After ten years of domination by big social media—which might finally be in decline—we are tired of giant Silicon Valley corporations using us contemptuously. We still remember an Internet in which we charted our own destiny and owned our own data.

It’s not just social media. It’s Wikipedia, too. If you want to participate in the world’s largest encyclopedia, you must collaborate with a shadowy group of anonymous amateurs and paid shills on exactly one article per topic. If you’re new, you won’t be treated very nicely. If you don’t play their strange game, you’ll be summarily dismissed. Like the social media giants, Wikipedia has become an arrogant and controlling oligarchy.

Like Facebook, Wikipedia is also controlling its readers.
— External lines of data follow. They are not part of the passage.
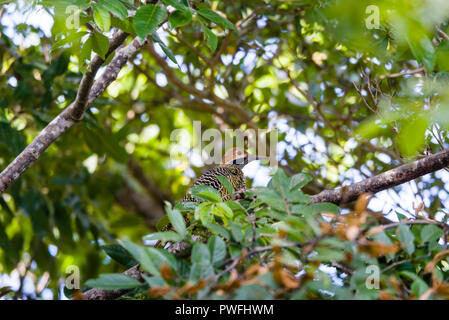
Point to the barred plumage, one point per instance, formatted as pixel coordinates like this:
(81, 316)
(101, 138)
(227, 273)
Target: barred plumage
(231, 168)
(231, 172)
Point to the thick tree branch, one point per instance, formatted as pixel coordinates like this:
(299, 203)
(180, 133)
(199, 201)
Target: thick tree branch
(87, 93)
(343, 195)
(386, 180)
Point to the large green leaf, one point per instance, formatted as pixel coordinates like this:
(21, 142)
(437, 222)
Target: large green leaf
(176, 219)
(113, 281)
(217, 19)
(406, 238)
(147, 19)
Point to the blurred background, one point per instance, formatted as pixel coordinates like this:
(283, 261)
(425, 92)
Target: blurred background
(353, 90)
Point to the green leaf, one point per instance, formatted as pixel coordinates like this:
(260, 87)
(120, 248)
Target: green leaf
(115, 7)
(407, 238)
(176, 219)
(217, 248)
(211, 38)
(120, 254)
(147, 19)
(253, 292)
(11, 138)
(299, 180)
(412, 137)
(271, 198)
(102, 17)
(217, 19)
(324, 207)
(226, 184)
(431, 233)
(280, 182)
(162, 223)
(100, 44)
(154, 281)
(165, 236)
(206, 193)
(222, 209)
(236, 231)
(176, 4)
(419, 286)
(200, 253)
(164, 48)
(186, 206)
(201, 270)
(179, 18)
(219, 229)
(141, 255)
(423, 50)
(328, 255)
(113, 281)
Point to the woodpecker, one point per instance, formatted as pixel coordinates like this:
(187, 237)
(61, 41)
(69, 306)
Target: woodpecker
(231, 168)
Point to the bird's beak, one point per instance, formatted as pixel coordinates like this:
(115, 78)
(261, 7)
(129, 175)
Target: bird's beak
(252, 158)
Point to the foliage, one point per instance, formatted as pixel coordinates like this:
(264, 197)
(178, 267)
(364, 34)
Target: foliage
(349, 102)
(279, 246)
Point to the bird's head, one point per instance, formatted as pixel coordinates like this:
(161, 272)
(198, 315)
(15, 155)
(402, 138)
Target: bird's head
(239, 157)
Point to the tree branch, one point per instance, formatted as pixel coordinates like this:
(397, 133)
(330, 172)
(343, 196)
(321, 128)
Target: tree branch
(87, 93)
(343, 195)
(386, 180)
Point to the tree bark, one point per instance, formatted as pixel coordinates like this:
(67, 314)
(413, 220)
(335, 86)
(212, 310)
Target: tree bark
(87, 93)
(383, 181)
(386, 180)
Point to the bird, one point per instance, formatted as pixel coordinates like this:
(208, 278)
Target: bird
(231, 168)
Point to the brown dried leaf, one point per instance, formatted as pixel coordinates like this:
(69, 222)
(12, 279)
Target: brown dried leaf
(166, 272)
(159, 291)
(377, 249)
(431, 265)
(362, 203)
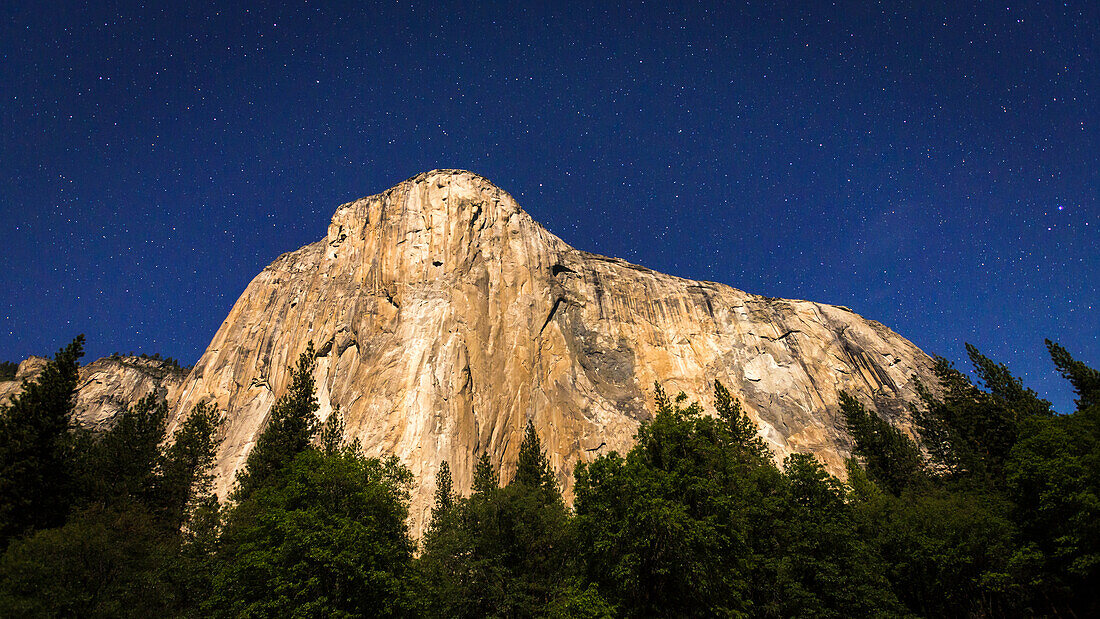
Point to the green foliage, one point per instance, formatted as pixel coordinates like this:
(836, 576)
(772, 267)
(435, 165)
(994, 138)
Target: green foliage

It feeds them biased articles, exactly one per topic, does not let users give effective, independent feedback on articles (you’re forced to become a participant if you just want to give feedback) or to rate articles. They have, in a very real way, centralized epistemic authority in the hands of an anonymous mob. This is worse than Facebook. At least with Facebook, Congress can call Mark Zuckerberg to testify. There isn’t anyone who is responsible for Wikipedia’s content—certainly not Jimmy Wales. The situation is, in some ways, more dire than with Facebook, because you can’t effectively talk back to Wikipedia.

The old proverb tells us that knowledge is powerful. More specifically, authoritative statements of what is known on various subjects are powerful. How? Such statements can be used to influence elections, justify policies, and articulate controversial points of view—in effect to gain, wield, and build and consolidate power. The power to declare what is known is nearly the power to rule the world. No small group—no person, corporation, oligarchy, or cadre of insiders—should wield such power.